Arcadia by Jane Gillings

Jane Gillings of Avoca Beach is one of over 30 female artists to be celebrated for their talent and work, as part of the HERE I AM: Art by Great Women exhibit at the aMBUSH Gallery in Canberra.

The exhibit, running until February 28, is inspired by the Know My Name movement, which is in cultural partnership with the National Gallery of Australia.

Gillings’ portrait, Arcadia, is modelled off a photo taken in 1975 of herself as a child and her grandmother, Es, just before they boarded the cruise ship, The Arcadia, which was heading to Cairns.

She said the self-portrait was a very emotional piece to make.

“Being the youngest in the family with five older brothers, I was often too little to be included in things, which, to this day leaves me with a serious case of feeling left out,” Gillings said.

“Thankfully, my paternal grandmother, Es, always singled me out for special treatment.

“We were chalk and cheese, but we were really close as well.

“I remember absolutely loving the outfit I was wearing but feeling a little bit shy about having my photograph taken.”

The full-time artist said the life-size 2D artwork includes certain 3D elements.
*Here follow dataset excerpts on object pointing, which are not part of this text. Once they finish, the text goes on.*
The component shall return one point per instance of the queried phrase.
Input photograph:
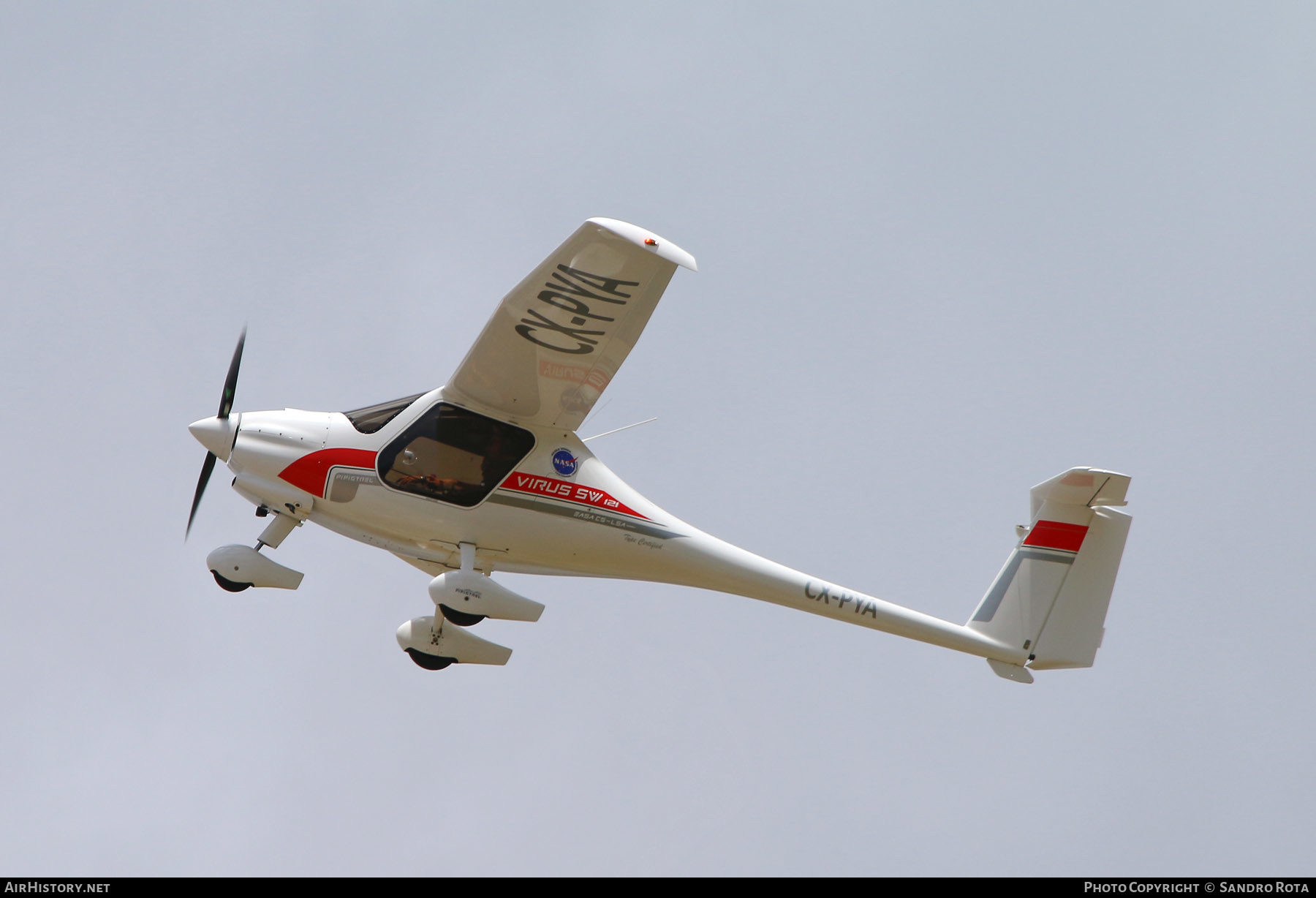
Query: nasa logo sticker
(564, 462)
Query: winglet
(659, 246)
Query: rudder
(1052, 595)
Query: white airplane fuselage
(546, 516)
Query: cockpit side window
(453, 455)
(371, 419)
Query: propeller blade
(230, 382)
(200, 488)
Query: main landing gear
(462, 598)
(237, 567)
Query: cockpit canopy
(452, 455)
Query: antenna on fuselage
(619, 429)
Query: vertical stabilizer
(1051, 598)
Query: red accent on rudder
(1054, 535)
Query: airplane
(487, 475)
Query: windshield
(373, 418)
(453, 455)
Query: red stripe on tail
(1054, 535)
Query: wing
(557, 340)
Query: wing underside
(557, 340)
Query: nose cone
(216, 434)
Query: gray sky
(947, 252)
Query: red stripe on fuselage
(1054, 535)
(311, 472)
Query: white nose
(216, 434)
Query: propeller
(230, 383)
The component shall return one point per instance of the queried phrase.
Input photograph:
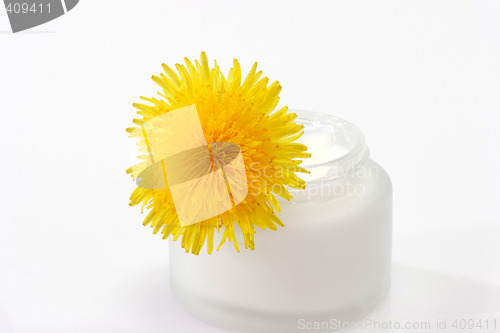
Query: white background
(421, 79)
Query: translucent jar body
(331, 263)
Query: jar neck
(338, 153)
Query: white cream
(331, 260)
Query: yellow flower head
(239, 113)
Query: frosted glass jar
(330, 263)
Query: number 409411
(24, 8)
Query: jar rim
(344, 133)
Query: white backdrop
(420, 78)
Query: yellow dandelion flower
(229, 111)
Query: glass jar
(330, 263)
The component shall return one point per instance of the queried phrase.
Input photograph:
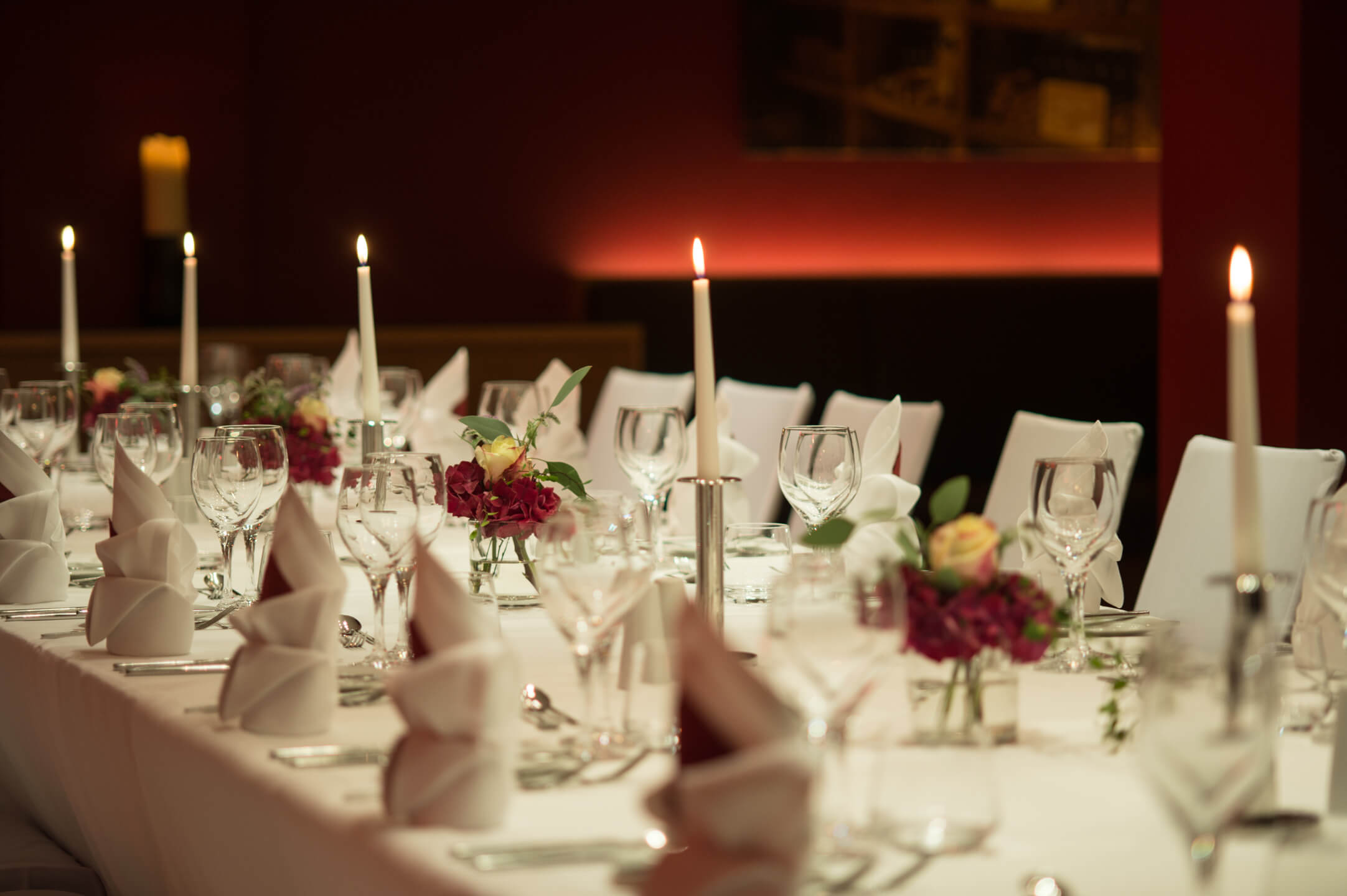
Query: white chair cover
(1033, 436)
(758, 417)
(1195, 539)
(621, 388)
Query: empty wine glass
(1208, 739)
(378, 518)
(227, 480)
(275, 477)
(167, 434)
(429, 477)
(651, 445)
(511, 402)
(135, 433)
(68, 414)
(589, 574)
(1074, 508)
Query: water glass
(756, 554)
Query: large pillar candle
(368, 357)
(703, 356)
(1242, 408)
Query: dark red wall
(490, 152)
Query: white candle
(1242, 395)
(368, 357)
(69, 310)
(187, 362)
(703, 357)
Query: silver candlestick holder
(710, 549)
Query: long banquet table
(163, 801)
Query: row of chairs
(1194, 542)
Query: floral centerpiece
(504, 492)
(967, 620)
(303, 416)
(110, 388)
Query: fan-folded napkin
(743, 787)
(1105, 581)
(434, 425)
(142, 605)
(33, 538)
(737, 461)
(458, 697)
(283, 679)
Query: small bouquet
(503, 491)
(110, 388)
(303, 416)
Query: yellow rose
(503, 459)
(313, 411)
(967, 546)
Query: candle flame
(1241, 275)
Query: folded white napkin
(1105, 581)
(142, 605)
(283, 679)
(883, 506)
(743, 783)
(33, 538)
(458, 697)
(344, 380)
(1316, 635)
(562, 441)
(737, 461)
(436, 418)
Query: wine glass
(1074, 508)
(135, 433)
(37, 418)
(1208, 739)
(651, 445)
(275, 476)
(589, 574)
(429, 478)
(511, 402)
(378, 518)
(227, 480)
(167, 434)
(68, 414)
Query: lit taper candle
(703, 357)
(368, 357)
(1242, 408)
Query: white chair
(758, 417)
(1033, 436)
(621, 388)
(1195, 536)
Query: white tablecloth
(161, 801)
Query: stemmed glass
(135, 433)
(167, 434)
(511, 402)
(227, 480)
(589, 574)
(1208, 739)
(1074, 510)
(275, 476)
(429, 477)
(651, 445)
(378, 516)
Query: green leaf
(949, 500)
(487, 427)
(832, 534)
(571, 381)
(566, 476)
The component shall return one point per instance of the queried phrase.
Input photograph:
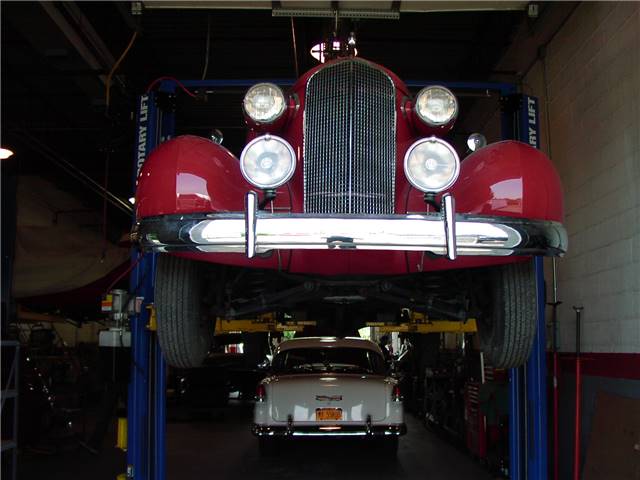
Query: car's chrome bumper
(329, 431)
(445, 233)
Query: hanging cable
(104, 204)
(115, 67)
(206, 55)
(177, 82)
(295, 47)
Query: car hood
(356, 395)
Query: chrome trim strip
(251, 221)
(449, 209)
(348, 430)
(474, 235)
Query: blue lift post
(146, 454)
(528, 384)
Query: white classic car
(327, 386)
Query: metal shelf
(7, 445)
(10, 393)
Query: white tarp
(59, 245)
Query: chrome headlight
(267, 161)
(436, 105)
(431, 165)
(264, 103)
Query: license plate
(323, 414)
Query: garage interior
(76, 77)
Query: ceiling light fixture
(5, 153)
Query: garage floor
(220, 446)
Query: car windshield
(323, 359)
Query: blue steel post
(167, 131)
(139, 451)
(537, 390)
(528, 441)
(536, 368)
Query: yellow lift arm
(420, 323)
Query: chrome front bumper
(331, 431)
(445, 233)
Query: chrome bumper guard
(446, 233)
(329, 430)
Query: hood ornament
(329, 398)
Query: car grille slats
(349, 140)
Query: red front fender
(509, 179)
(506, 179)
(190, 174)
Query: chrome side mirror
(216, 136)
(476, 141)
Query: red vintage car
(346, 206)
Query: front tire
(508, 331)
(184, 332)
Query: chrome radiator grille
(349, 140)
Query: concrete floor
(220, 447)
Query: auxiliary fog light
(431, 165)
(268, 162)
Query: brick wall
(593, 84)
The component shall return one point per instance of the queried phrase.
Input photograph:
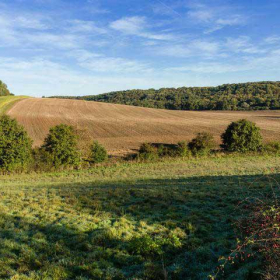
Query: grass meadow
(162, 220)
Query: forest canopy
(246, 96)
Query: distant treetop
(247, 96)
(4, 89)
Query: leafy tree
(147, 152)
(183, 149)
(246, 96)
(15, 145)
(202, 144)
(4, 89)
(60, 146)
(98, 153)
(242, 136)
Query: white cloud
(137, 26)
(269, 62)
(81, 26)
(198, 48)
(243, 44)
(272, 40)
(214, 18)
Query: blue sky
(83, 47)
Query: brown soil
(123, 128)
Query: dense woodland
(4, 89)
(247, 96)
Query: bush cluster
(241, 136)
(59, 150)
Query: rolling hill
(233, 97)
(123, 128)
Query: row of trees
(241, 136)
(247, 96)
(60, 148)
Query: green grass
(6, 102)
(164, 220)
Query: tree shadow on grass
(148, 229)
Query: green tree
(202, 144)
(15, 145)
(60, 146)
(4, 89)
(147, 152)
(242, 136)
(98, 153)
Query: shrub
(147, 152)
(167, 150)
(272, 147)
(15, 145)
(98, 153)
(202, 144)
(242, 136)
(183, 149)
(60, 146)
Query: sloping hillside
(234, 97)
(123, 128)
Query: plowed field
(123, 128)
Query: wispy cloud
(138, 26)
(213, 17)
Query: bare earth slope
(123, 128)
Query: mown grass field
(164, 220)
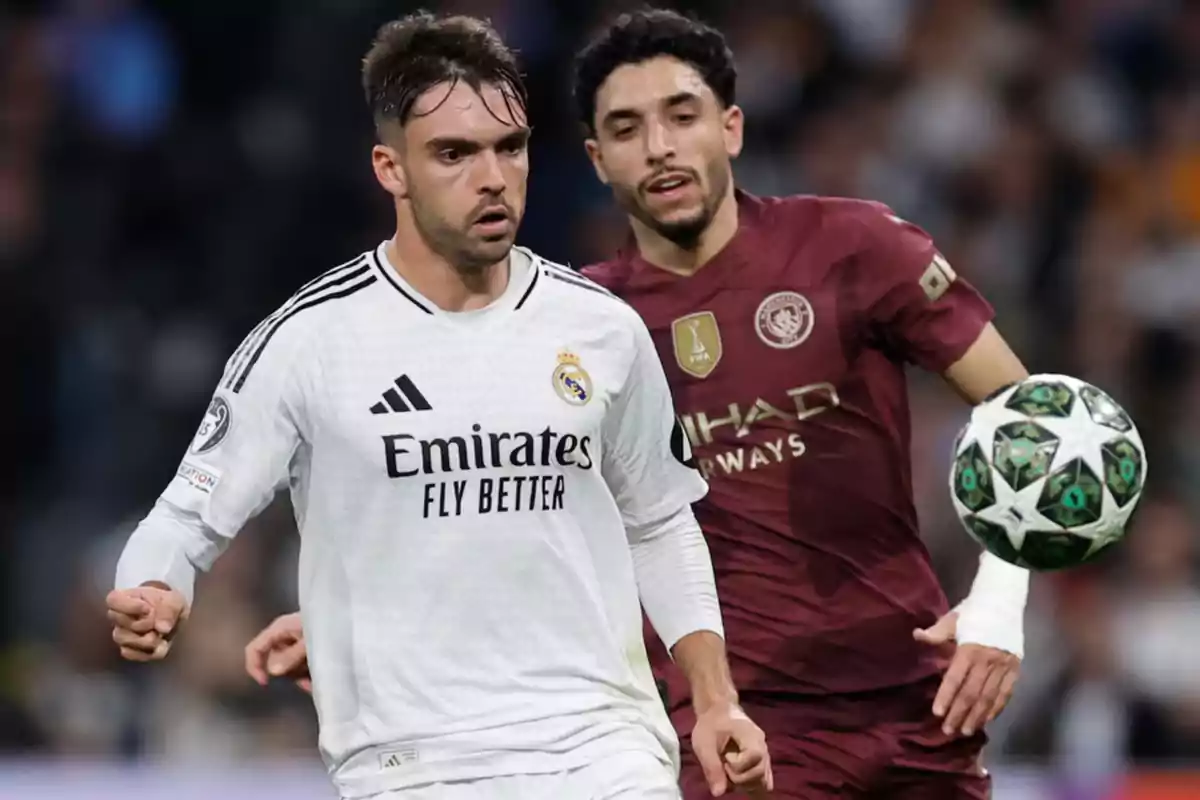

“It also incorporates some objects from both of us because usually, I do sculptures,” Gillings said.

“For example, the socks I was wearing when boarding the cruise, I still actually have, because I loved them so much, so I incorporated them into the picture.

“I also used my grandma’s pearls.

“The other thing I really love about this picture is that it depicts both our personalities in the way that we are both standing in pretty much in the exact same pose.

“But she is really standing as she has been trained to stand, whereas I am standing that way and pinching my pinafore because I am embarrassed about getting my photo taken – so there is a really different reason for both poses.”

The HERE I AM: Art by Great Women festival is free and on display 24 hours a day.

“The whole point of having these exhibitions is to address the inequity in art exhibitions,” Gillings said.

“There is a really large disconnect between the number of women who go to art school and graduate as artists, compared to how many of them are shown in galleries, either commercial or not commercial.”

The exhibition is open to the public from 10 am-6 pm weekdays and 12 pm-5 pm on weekends.